Neian Beach was so enticing that I went down and dipped my feet into its waters. A family was having fun swimming as I stamped my feet and made footprints in the sand. Seashells were easily washed away by the waves and I collected them and put it on my hand. Taiwan Strait was like any sea with creatures living on it and it was a realization that I had on that day. Stories of war always dominate my mind whenever I heard the word “Taiwan Strait” but handling the seashells changed the way I think. This sea was actually a paradise in disguise and Penghu was its physical manifestation.

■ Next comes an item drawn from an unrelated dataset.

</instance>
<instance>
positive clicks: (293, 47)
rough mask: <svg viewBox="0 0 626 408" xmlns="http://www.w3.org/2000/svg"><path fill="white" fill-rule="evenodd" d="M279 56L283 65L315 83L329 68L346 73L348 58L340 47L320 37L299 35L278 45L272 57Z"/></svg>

The Xiyu West Fort was the place the last tourist spot that I visited. There was a visitor center here and I asked first for help on how to reserve a slot for an island hopping tour in the so-called 'South Sea Islands'. Surprisingly, the lone staff doesn’t speak English. The lady called someone and the person on the other line was even expecting me to correctly pronounce the Chinese names of the places that I want to visit. “Whatever that word means”, I told the woman on the phone. I was then passed to another woman and she spoke good English with a British accent. She told me that inside the South Sea Visitor Center were different ferry boat companies that offer island hopping tours. I was satisfied with the reply of the woman from Penghu Visitor Center but I wasted 20 to 30 minutes just to know the right answer. Oh, Penghu!








Anyway, I went inside the fort and there was an entrance fee of NTD 50. I wandered its dark alleys and I was impressed with its civil works. The walls were thick and there were opening on its ceilings. The inside was just a network of tunnels but look outside and climb on to the second floor and you would appreciate more the fortress. Replicas of large cannons were there and they were aimed at the sea.




There was something in common about the military fortresses that I visited. All of the cannons of these structures were pointing in the same direction towards the South China Sea. I then remembered the map of Penghu islands. It was shaped like a horseshoe and its opening served as the gate to the seat of power of Penghu, the city of Makung. Pointing the cannons to these directions would mean protection for the whole archipelago. 


I ended my cycling trip at the fishing town of Wai-an where a 7-Eleven was located. I ate my dinner there and bought a sunblock. This trip was very tiring but it was not yet over. I have to go back to my hostel before sunset or else I would be in big trouble. Another 20 kilometers! But it was not a problem. I knew I could reach my hostel and have a rest after this challenging Tour de Xiyu.